ECLI:NL:RBAMS:2019:5270

Rechtbank Amsterdam

Datum uitspraak
28 mei 2019
Publicatiedatum
19 juli 2019
Zaaknummer
13/702805-18
Instantie
Rechtbank Amsterdam
Type
Uitspraak
Procedures
  • Op tegenspraak
Rechters
Vindplaatsen
  • Rechtspraak.nl
AI samenvatting door LexboostAutomatisch gegenereerd

Voorbereiding van brandstichting en bezit van een Molotovcocktail met psychiatrische overwegingen

In deze strafzaak, behandeld door de Rechtbank Amsterdam, is de verdachte, geboren in 1957 en zonder vaste woon- of verblijfplaats, beschuldigd van het voorhanden hebben van een Molotovcocktail en de voorbereiding van brandstichting. De zitting vond plaats op 14 mei 2019, waar de officier van justitie, mr. A.M. Ruijs, en de raadsvrouw, mr. B.G. Meijer, hun standpunten naar voren brachten. De tenlastelegging omvatte het bezit van een wapen van categorie II, onder 6 van de Wet wapens en munitie, en het voorbereiden van brandstichting in een woning in Amsterdam op 1 februari 2019. De rechtbank oordeelde dat de verdachte niet kon worden vervolgd vanwege zijn geestelijke toestand, die werd vastgesteld als schizofrenie. De rechtbank concludeerde dat de verdachte niet toerekeningsvatbaar was voor zijn daden en besloot hem te ontslaan van alle rechtsvervolging, maar hem voor een jaar in een psychiatrisch ziekenhuis te plaatsen. De rechtbank baseerde haar beslissing op de Pro Justitia rapportages van psychologen die de verdachte hadden onderzocht. De rechtbank oordeelde dat de verdachte, gezien zijn psychische toestand, een gevaar voor zichzelf en anderen vormde en dat behandeling noodzakelijk was om recidive te voorkomen.

Uitspraak

RECHTBANK AMSTERDAM

VONNIS
Parketnummer: 13/702805-18
Datum uitspraak: 28 mei 2019
Vonnis van de rechtbank Amsterdam, meervoudige strafkamer, in de strafzaak tegen
[verdachte],
geboren te [geboorteplaats] op [geboortedag] 1957,
zonder vaste woon- of verblijfplaats, thans gedetineerd in het [detentieplaats] .
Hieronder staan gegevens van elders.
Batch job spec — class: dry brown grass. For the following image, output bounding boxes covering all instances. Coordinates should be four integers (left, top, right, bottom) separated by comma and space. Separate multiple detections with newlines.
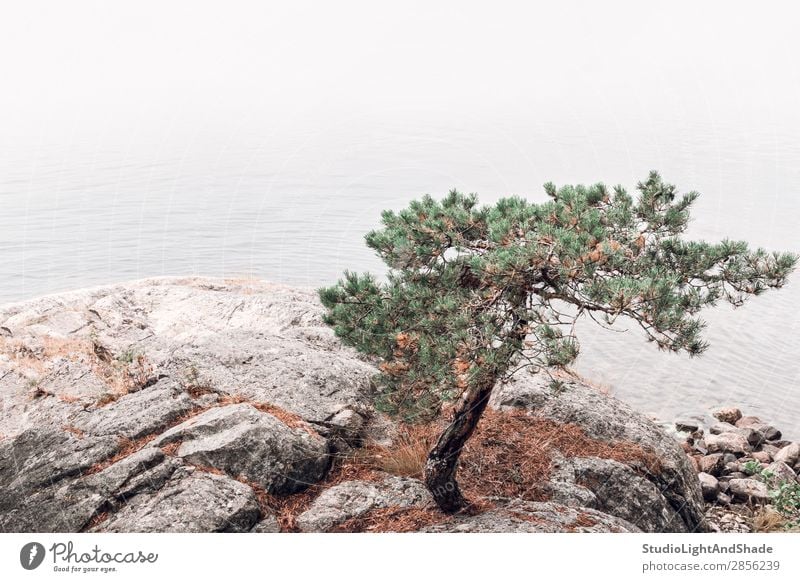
370, 425, 440, 478
330, 507, 446, 533
81, 511, 111, 531
256, 456, 386, 532
458, 410, 660, 501
61, 424, 83, 439
753, 506, 786, 533
84, 433, 158, 475
161, 440, 182, 457
0, 335, 159, 406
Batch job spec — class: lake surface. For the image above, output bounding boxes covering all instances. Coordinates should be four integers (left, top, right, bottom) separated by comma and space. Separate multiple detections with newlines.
0, 2, 800, 438
0, 110, 800, 436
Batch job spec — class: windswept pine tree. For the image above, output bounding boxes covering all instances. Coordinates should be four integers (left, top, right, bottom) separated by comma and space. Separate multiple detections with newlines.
320, 172, 798, 512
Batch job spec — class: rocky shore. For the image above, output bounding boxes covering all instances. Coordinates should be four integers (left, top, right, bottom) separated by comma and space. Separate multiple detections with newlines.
0, 278, 797, 532
675, 407, 800, 532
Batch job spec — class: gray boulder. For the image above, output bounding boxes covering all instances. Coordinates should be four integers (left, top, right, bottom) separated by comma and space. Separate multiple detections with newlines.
705, 432, 753, 455
772, 443, 800, 466
70, 379, 197, 439
697, 473, 720, 501
714, 406, 742, 424
152, 403, 331, 494
765, 461, 797, 483
0, 429, 118, 532
297, 477, 433, 532
490, 373, 706, 532
698, 453, 725, 477
92, 468, 260, 533
421, 500, 641, 533
728, 479, 769, 503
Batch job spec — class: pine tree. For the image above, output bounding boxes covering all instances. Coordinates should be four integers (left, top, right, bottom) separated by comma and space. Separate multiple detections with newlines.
320, 172, 798, 512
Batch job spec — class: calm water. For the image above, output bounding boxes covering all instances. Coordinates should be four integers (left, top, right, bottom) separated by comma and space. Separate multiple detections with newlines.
0, 110, 800, 436
0, 3, 800, 438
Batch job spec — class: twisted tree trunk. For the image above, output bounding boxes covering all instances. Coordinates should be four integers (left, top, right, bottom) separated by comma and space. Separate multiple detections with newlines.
425, 374, 497, 513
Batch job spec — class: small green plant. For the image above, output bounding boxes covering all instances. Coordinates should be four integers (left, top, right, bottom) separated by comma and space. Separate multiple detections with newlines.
770, 481, 800, 528
117, 348, 140, 364
745, 468, 800, 529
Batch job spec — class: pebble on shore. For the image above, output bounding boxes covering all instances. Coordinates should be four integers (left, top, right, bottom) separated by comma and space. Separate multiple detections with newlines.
675, 406, 800, 532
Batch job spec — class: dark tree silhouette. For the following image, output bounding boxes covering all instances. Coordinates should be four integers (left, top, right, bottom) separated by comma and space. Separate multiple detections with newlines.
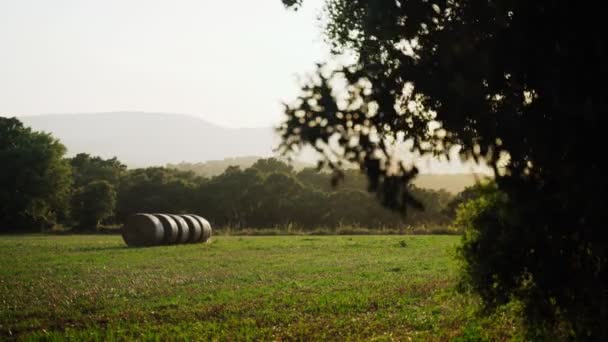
0, 118, 72, 232
280, 0, 608, 340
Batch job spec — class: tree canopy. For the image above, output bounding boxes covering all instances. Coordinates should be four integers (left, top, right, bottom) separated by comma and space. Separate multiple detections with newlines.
0, 117, 72, 231
280, 0, 608, 340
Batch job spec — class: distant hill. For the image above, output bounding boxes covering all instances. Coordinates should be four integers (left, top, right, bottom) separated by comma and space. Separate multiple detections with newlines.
19, 112, 490, 193
19, 112, 278, 167
167, 157, 487, 194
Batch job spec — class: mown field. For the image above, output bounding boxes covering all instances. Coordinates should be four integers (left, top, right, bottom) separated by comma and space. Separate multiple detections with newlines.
0, 235, 518, 341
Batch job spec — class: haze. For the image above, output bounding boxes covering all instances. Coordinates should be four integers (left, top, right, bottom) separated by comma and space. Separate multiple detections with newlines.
0, 0, 327, 128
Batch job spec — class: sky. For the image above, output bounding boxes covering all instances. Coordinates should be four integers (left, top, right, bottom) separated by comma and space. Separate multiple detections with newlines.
0, 0, 329, 128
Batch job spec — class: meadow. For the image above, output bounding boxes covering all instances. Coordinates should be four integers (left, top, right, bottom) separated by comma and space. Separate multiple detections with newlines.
0, 235, 519, 341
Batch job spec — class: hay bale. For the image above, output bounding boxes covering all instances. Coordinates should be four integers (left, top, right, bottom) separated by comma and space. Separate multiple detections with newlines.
169, 214, 190, 243
153, 214, 178, 245
122, 214, 165, 247
179, 214, 203, 243
190, 215, 211, 242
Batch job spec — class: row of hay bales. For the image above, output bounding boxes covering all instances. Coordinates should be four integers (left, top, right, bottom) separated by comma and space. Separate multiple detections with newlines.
122, 213, 211, 247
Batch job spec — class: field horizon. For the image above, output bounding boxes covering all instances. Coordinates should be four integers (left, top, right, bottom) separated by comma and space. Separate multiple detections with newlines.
0, 235, 517, 341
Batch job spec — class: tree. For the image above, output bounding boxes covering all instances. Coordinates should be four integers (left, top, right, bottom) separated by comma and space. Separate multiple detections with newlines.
72, 180, 116, 231
280, 0, 608, 340
70, 153, 127, 188
0, 118, 71, 231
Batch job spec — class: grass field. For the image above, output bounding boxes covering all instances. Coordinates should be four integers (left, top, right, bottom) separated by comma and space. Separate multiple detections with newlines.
0, 235, 517, 341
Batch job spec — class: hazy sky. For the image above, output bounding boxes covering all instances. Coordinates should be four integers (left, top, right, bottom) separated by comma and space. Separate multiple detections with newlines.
0, 0, 327, 127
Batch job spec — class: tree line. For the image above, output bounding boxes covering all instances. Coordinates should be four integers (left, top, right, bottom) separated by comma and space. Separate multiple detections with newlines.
0, 118, 453, 232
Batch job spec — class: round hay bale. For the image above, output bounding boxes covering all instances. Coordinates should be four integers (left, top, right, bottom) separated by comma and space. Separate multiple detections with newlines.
122, 214, 165, 247
154, 214, 179, 245
190, 215, 211, 242
179, 214, 203, 243
169, 214, 190, 243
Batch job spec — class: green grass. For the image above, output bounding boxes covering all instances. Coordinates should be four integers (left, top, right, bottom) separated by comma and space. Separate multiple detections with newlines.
0, 235, 516, 341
1.Het onderzoek ter terechtzitting

Dit vonnis is op tegenspraak gewezen naar aanleiding van het onderzoek op de terechtzitting van 14 mei 2019.
De rechtbank heeft kennisgenomen van de vordering van de officier van justitie, mr. A.M. Ruijs, en van wat de gemachtigd raadsvrouw van verdachte, mr. B.G. Meijer, naar voren heeft gebracht.

2.Tenlastelegging

Aan verdachte is – na wijziging ter terechtzitting – ten laste gelegd dat
1.
hij op of omstreeks 7 december 2018 te Amsterdam, in elk geval in Nederland, een wapen van categorie II, onder 6 van de Wet wapens en munitie, te weten een Molotovcocktail, zijnde een voorwerp bestemd voor het treffen van personen of zaken door vuur of door middel van ontploffing voorhanden heeft gehad;
2.
hij op of omstreeks 1 februari 2019 te Amsterdam, in elk geval in Nederland, ter uitvoering van het door hem voorgenomen misdrijf om opzettelijk brand te stichten in/aan een woning gelegen aan de [adres 1] , terwijl daarvan gemeen gevaar voor goederen en/of levensgevaar en/of gevaar voor zwaar lichamelijk letsel te duchten was, met dat opzet, een of meer brandbare goed(eren) in de woning heeft gebracht en/of verzameld en/of vervolgens een
brandbare stof en/of gel over die goed(eren) heen heeft gegooid en/of gegoten en/of (vervolgens) een of meer lucifers in het plafond van voornoemde woning heeft aangebracht;
Subsidiair:
hij op of omstreeks 1 februari 2019 te Amsterdam ter voorbereiding van het misdrijf waarop naar de wettelijke omschrijving een gevangenis van acht jaren of meer is gesteld, te weten brandstichting, opzettelijk (in zijn woning op/aan de [adres 1] )
- een verzameling van een of meer brandbare goed(eren) met een brandbare stof en/of gel er over heeft gegoten en/of
- een of meer lucifers heeft gestoken in het plafond van voornoemde woning,
bestemd tot het begaan van dat misdrijf, heeft verworven, vervaardigd, ingevoerd, doorgevoerd, uitgevoerd en/of voorhanden heeft gehad;
Meer subsidiair:
hij op of omstreeks 1 februari 2019 te Amsterdam, in elk geval in Nederland, de omwonenden van de [adres 1] en/of een of meer tot nu toe onbekend gebleven perso(o)n(en) heeft bedreigd met enig misdrijf tegen het leven gericht en/of met brandstichting en/of met enig misdrijf waardoor gevaar voor de algemene veiligheid van personen en/of goederen ontstaat, door een of meer brandbare goed(eren) in de woning aan de [adres 1] aan te brengen en/of te verzamelen en/of vervolgens een brandbare stof en/of gel over die goed(eren) heen te gooien en/of te gieten en/of (vervolgens) een of meer lucifers in het plafond van voornoemde woning aan te brengen, althans feitelijkheden van gelijke dreigende aard of strekking.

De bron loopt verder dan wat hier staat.